A rifle and food. Warm clothing. The idiotic children back at Station would be licking their wounds far too long before they remembered to search for him. They’d wait until morning, when he’d be over the mountain and in any direction. He’d spent enough time around savages to know how to survive, didn’t he?
Don’t stare at anything; keep your eyes moving and use the edges of your vision. Don’t drink anything that’s not clear. Don’t stop.
A shadow flickered behind the trees to his left. Darius panicked and fired the rifle. The shot rolled through the mountains and he rubbed his arm. He’d jerked the barrel up, shot too fast, and the butt had slammed into his bicep.
He could do it.
Lagos was less than a day of travel if he walked through the night. Since Flora had been deposed they were a loyal Circle tribe and would trip over their own feet to help him back to his sector.
Darius stumbled and fell face-first in the deep snow. He quickly stood and wiped melting shards from his skin.

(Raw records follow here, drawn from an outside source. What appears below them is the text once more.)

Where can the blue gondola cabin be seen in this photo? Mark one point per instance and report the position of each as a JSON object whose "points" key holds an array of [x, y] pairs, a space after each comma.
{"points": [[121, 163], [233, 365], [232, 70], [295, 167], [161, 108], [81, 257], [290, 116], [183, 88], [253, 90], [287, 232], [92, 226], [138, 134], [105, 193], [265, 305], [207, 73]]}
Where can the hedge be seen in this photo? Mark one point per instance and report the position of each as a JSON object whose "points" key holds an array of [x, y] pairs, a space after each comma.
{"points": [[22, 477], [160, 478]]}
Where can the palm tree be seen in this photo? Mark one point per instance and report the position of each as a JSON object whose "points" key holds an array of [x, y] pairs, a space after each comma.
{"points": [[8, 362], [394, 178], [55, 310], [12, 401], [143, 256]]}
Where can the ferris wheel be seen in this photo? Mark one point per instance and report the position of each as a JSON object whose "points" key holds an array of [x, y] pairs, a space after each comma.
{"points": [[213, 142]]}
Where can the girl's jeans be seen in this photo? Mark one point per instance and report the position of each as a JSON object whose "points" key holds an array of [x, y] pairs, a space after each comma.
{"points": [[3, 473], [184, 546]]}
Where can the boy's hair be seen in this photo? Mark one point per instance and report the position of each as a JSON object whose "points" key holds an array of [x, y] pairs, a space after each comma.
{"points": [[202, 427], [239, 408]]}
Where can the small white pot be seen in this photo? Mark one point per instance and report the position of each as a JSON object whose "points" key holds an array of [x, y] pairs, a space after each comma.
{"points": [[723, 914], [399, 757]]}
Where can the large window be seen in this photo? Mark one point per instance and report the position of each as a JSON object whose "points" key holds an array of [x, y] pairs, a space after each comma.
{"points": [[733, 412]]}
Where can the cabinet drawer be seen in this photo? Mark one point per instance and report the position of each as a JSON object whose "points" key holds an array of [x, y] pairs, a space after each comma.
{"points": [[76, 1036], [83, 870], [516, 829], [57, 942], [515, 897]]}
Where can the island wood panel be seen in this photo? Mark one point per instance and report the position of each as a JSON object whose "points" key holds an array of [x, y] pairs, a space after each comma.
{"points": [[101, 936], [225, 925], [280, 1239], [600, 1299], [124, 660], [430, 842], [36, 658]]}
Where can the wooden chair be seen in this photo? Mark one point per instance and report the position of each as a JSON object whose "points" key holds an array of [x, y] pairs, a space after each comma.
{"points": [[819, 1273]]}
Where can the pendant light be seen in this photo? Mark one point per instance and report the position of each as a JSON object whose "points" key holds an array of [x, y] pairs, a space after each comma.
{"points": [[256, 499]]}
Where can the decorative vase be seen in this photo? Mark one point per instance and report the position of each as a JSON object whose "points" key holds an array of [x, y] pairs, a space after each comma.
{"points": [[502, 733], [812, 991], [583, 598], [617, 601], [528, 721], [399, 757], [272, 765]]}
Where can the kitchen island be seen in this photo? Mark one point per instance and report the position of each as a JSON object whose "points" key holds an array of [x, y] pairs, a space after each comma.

He couldn’t feel his toes, and his nose and cheeks felt rubbery.
He could––
Something howled from the forest. A cross between a wolf’s call and a dog’s growl, it was deep-throated. Vicious. Eager.
Darius started to run.
EARLY IN THE MORNING and long after the congratulations, introductions, and the good and bad news had been absorbed Wilson and Badger lay down for a few hours of sleep in a hastily-cleaned room in Office.
“I still don’t know where you’ve been the last six weeks,” said Badger, stroking his hair.
He smiled. “That’s fine, because I don’t know how you managed without me.”
“Very easily. Now be serious.”
Wilson shifted his head on the pillow. “A shared dream––that’s the best description. A kind of machine to keep the people in cold-sleep from going insane.”